Engenheiros do Facebook AI Research Labs desenvolveram um algoritmo que entende o que uma pessoa ouve da atividade cerebral. O sistema escaneia as ondas cerebrais usando uma máquina de EEG e, em seguida, determina quais palavras e frases uma pessoa ouviu antes ou ouve agora. Até agora, a tecnologia se aplica apenas aos dados recebidos, mas o objetivo dos desenvolvedores é usar o algoritmo treinado na direção oposta para que ele forme a fala com base na atividade cerebral.
Quando uma pessoa fala, ela inconscientemente pensa em como suas palavras serão pronunciadas pelo aparelho articular. Isso significa que o cérebro forma todas as atividades relacionadas à fala com antecedência.
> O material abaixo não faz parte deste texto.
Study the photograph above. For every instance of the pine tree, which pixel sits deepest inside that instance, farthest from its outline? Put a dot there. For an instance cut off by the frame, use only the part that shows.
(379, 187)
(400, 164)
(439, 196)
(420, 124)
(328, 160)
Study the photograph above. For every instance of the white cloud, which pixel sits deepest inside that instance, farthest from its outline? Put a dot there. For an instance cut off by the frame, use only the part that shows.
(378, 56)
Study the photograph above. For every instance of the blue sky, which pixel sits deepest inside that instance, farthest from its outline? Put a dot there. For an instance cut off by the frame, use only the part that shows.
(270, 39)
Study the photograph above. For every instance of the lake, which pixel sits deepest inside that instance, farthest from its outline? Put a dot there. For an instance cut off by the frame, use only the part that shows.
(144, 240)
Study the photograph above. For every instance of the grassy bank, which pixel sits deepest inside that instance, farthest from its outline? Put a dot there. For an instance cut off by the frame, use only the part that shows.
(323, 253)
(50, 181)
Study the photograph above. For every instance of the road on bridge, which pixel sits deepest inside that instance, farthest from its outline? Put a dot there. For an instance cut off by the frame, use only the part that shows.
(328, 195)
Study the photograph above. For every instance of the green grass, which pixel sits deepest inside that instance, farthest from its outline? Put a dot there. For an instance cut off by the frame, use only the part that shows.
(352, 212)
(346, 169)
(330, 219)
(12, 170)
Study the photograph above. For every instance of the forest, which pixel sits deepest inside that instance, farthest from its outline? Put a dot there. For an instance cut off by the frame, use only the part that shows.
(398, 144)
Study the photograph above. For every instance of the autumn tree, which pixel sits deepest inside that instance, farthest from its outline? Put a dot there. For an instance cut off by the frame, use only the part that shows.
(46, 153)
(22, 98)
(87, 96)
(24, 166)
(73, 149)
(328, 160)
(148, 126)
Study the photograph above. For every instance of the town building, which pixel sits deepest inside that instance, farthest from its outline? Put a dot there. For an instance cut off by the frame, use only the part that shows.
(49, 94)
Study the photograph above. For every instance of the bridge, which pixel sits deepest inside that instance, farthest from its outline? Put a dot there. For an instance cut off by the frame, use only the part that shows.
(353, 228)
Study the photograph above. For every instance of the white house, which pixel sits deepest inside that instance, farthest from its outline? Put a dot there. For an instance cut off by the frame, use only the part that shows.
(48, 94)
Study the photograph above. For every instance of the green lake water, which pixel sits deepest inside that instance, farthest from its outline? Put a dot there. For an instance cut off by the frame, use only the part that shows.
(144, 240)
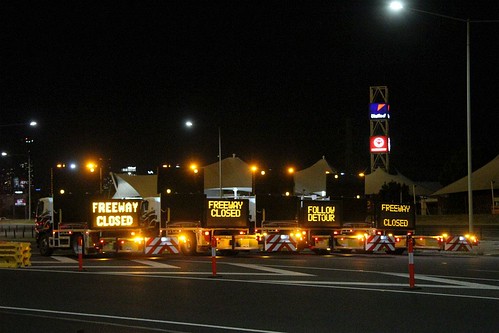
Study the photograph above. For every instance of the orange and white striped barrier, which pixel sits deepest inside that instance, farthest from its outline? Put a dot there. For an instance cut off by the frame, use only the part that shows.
(275, 243)
(457, 243)
(160, 245)
(380, 242)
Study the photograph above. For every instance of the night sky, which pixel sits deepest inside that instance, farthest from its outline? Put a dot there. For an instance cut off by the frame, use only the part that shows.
(285, 81)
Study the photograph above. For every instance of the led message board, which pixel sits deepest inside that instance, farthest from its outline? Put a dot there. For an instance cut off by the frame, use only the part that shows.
(379, 111)
(396, 216)
(115, 214)
(321, 213)
(227, 213)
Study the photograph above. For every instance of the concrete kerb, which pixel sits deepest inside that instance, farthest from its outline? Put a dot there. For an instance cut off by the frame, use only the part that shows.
(487, 247)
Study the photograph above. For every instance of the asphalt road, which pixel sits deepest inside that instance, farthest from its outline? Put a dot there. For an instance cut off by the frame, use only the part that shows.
(252, 293)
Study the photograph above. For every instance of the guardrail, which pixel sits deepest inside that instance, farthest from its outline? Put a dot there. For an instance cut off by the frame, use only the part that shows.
(15, 231)
(15, 254)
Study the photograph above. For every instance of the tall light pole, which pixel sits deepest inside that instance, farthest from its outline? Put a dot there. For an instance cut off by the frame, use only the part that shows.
(190, 124)
(397, 6)
(29, 177)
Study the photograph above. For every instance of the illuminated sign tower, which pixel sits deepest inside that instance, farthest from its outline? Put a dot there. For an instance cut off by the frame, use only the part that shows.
(379, 116)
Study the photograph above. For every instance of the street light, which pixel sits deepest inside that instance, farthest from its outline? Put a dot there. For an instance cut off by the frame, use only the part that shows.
(91, 166)
(29, 123)
(397, 6)
(189, 124)
(29, 177)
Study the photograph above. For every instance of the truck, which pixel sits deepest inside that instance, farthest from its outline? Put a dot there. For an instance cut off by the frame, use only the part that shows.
(105, 226)
(77, 216)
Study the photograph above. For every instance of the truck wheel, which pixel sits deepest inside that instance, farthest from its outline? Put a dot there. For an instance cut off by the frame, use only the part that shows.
(44, 247)
(189, 247)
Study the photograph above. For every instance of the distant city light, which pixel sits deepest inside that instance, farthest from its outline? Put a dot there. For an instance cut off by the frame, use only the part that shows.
(396, 5)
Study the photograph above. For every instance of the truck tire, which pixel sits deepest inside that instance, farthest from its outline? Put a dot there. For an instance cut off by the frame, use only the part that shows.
(189, 247)
(44, 246)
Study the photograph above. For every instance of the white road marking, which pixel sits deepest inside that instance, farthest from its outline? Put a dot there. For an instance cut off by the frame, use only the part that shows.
(269, 269)
(64, 259)
(144, 320)
(364, 287)
(155, 264)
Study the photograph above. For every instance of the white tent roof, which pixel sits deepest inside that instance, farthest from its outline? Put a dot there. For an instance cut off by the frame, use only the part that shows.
(312, 180)
(132, 186)
(235, 173)
(375, 180)
(482, 179)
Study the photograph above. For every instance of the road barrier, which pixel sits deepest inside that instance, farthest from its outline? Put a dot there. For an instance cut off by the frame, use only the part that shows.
(160, 245)
(15, 254)
(457, 243)
(380, 242)
(277, 242)
(17, 231)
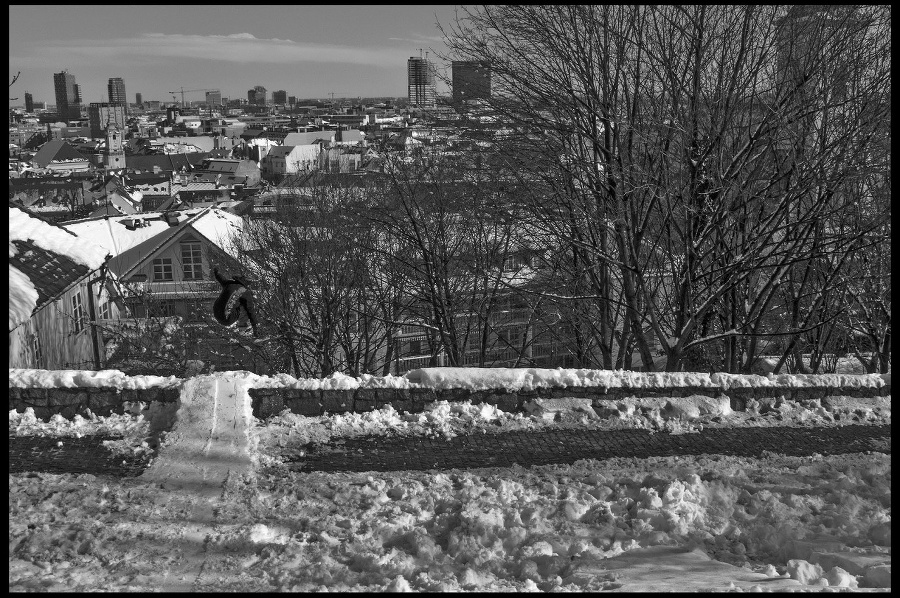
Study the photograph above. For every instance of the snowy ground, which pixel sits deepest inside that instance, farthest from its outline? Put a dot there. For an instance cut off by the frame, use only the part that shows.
(685, 523)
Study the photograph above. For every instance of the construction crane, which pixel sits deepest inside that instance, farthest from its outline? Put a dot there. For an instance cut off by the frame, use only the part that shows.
(183, 91)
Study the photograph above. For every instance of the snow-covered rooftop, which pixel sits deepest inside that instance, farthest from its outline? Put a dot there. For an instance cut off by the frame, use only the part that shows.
(23, 295)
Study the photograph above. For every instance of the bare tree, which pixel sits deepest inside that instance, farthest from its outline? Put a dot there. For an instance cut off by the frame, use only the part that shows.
(688, 159)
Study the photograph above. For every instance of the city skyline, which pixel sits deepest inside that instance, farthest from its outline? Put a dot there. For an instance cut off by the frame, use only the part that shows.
(309, 51)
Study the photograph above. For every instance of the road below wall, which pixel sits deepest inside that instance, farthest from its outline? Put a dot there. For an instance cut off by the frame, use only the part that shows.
(567, 446)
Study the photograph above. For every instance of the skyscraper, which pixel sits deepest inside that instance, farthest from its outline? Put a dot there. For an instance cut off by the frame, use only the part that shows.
(420, 83)
(471, 80)
(68, 96)
(116, 88)
(102, 115)
(257, 95)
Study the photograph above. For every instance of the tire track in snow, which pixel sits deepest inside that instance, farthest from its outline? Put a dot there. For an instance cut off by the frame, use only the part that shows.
(210, 438)
(209, 443)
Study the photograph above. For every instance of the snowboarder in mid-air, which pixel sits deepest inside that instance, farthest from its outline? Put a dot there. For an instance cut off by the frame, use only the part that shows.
(235, 303)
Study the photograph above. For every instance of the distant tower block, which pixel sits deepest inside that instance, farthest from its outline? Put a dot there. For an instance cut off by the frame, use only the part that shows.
(116, 89)
(420, 83)
(114, 153)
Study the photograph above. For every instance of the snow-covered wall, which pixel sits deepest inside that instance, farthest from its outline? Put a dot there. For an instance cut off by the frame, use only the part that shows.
(68, 392)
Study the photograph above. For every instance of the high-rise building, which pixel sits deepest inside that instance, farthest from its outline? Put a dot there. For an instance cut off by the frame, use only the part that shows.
(68, 96)
(420, 83)
(102, 115)
(257, 95)
(116, 88)
(471, 80)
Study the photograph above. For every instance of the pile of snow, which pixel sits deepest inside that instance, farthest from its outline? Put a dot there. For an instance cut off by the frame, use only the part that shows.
(659, 524)
(528, 379)
(672, 523)
(136, 431)
(473, 379)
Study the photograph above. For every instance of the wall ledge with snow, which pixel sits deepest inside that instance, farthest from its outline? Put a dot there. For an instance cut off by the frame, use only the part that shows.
(68, 392)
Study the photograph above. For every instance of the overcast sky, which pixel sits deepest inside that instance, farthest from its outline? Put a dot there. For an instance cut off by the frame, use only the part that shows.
(309, 51)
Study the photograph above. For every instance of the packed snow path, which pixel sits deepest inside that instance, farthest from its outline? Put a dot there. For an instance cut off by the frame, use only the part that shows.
(210, 440)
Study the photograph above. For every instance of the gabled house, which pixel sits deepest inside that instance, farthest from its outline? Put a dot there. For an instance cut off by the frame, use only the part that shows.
(59, 289)
(291, 159)
(164, 164)
(164, 260)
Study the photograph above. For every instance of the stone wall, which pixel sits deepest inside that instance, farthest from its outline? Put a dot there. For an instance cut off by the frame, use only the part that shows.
(68, 402)
(271, 401)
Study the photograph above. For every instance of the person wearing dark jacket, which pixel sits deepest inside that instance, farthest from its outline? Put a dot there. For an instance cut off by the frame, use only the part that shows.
(235, 302)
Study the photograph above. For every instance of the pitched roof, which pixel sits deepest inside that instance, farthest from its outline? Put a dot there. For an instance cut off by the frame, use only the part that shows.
(308, 138)
(165, 162)
(49, 272)
(280, 151)
(56, 150)
(133, 246)
(44, 260)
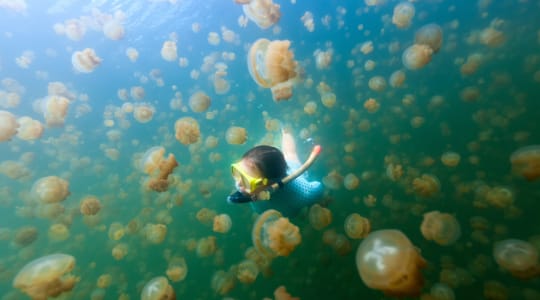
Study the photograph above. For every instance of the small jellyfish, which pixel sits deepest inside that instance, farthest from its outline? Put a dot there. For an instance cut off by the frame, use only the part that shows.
(264, 13)
(526, 162)
(50, 189)
(430, 35)
(319, 217)
(90, 205)
(351, 182)
(222, 223)
(143, 112)
(426, 186)
(403, 14)
(416, 56)
(168, 51)
(187, 130)
(273, 235)
(388, 261)
(155, 233)
(158, 288)
(47, 276)
(85, 61)
(247, 271)
(450, 159)
(199, 102)
(518, 257)
(236, 135)
(177, 269)
(271, 65)
(356, 226)
(442, 228)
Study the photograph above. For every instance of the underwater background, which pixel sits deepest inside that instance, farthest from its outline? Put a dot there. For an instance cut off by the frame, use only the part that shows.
(476, 97)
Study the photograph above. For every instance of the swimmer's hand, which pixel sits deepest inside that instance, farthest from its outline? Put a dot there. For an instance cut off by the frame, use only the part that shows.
(264, 195)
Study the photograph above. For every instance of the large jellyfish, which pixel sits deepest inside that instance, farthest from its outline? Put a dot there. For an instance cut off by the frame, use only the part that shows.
(271, 64)
(273, 235)
(388, 261)
(47, 276)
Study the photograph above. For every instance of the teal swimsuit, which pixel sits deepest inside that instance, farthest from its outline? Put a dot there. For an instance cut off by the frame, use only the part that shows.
(292, 197)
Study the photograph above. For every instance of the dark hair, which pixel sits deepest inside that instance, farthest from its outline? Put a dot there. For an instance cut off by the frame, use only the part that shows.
(269, 160)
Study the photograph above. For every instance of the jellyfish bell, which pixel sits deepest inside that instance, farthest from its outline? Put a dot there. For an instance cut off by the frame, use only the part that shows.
(236, 135)
(526, 162)
(416, 56)
(518, 257)
(264, 13)
(388, 261)
(273, 235)
(430, 35)
(47, 276)
(442, 228)
(271, 63)
(158, 288)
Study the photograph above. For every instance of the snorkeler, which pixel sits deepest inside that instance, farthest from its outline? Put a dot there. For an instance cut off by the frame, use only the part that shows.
(272, 179)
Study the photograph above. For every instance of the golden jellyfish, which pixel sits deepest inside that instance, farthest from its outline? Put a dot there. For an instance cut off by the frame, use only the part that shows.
(168, 51)
(426, 186)
(223, 282)
(47, 276)
(199, 102)
(416, 56)
(351, 182)
(442, 228)
(247, 271)
(187, 130)
(356, 226)
(389, 262)
(54, 109)
(264, 13)
(120, 251)
(273, 235)
(403, 14)
(155, 233)
(526, 162)
(143, 112)
(25, 236)
(132, 54)
(104, 281)
(177, 269)
(310, 107)
(50, 189)
(206, 246)
(271, 64)
(518, 257)
(450, 159)
(371, 105)
(397, 79)
(377, 83)
(430, 35)
(85, 61)
(116, 231)
(492, 37)
(222, 223)
(319, 217)
(158, 288)
(29, 129)
(58, 232)
(8, 125)
(236, 135)
(89, 206)
(328, 99)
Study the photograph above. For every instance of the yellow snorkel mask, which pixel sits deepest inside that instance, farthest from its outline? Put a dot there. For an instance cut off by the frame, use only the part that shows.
(250, 184)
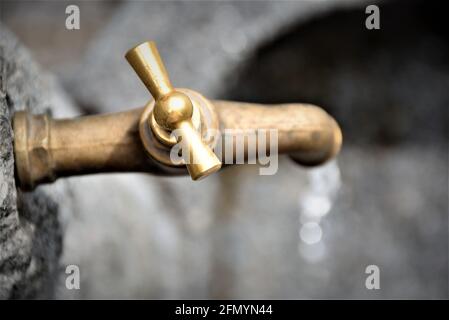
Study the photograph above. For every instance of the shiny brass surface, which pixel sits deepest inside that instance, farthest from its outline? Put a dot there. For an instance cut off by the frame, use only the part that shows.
(47, 148)
(173, 111)
(141, 140)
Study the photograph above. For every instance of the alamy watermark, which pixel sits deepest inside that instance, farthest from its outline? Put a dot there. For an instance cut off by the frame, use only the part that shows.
(372, 281)
(72, 21)
(372, 22)
(234, 146)
(72, 281)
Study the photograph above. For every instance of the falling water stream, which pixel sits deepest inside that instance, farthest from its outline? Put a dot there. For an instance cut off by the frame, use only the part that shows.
(314, 203)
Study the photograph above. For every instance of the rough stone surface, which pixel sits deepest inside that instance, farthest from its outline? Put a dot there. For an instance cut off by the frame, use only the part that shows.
(237, 234)
(30, 232)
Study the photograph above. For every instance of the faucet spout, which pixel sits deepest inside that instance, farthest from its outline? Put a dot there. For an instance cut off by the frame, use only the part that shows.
(46, 148)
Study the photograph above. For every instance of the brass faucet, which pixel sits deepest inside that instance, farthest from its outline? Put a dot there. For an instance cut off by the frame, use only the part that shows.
(143, 139)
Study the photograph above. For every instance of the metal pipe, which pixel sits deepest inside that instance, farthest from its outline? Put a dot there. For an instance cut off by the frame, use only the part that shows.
(47, 148)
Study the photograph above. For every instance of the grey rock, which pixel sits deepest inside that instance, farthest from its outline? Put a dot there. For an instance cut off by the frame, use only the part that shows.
(30, 232)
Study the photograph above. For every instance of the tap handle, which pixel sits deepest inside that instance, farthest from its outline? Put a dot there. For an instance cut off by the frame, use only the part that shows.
(173, 110)
(147, 63)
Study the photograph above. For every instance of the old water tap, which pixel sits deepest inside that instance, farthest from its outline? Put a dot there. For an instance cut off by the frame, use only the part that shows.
(177, 132)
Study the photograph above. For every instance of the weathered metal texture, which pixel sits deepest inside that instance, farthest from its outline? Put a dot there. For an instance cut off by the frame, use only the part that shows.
(30, 231)
(46, 148)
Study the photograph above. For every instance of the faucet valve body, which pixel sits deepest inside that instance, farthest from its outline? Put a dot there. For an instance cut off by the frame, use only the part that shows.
(172, 112)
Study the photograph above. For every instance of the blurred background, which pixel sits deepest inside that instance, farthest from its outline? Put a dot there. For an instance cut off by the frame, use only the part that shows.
(302, 233)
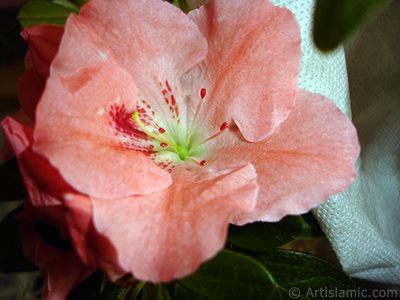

Ao mesmo tempo, os cientistas sugeriram que a atividade do cérebro no momento em que ele "ouve" a fala e quando a "pronuncia" é idêntica. Ou seja, tendo aprendido a entender o que uma pessoa ouve, tendo em mãos textos e horas de gravações de atividade cerebral, você pode tentar ativar o algoritmo para trabalhar na direção oposta.
Cientistas da Meta decidiram "pegar" e decodificar a fala no estágio de sua formação. Para fazer isso, eles aplicaram um algoritmo de aprendizado de máquina que analisa os dados de EEG em tempo real e os interpreta.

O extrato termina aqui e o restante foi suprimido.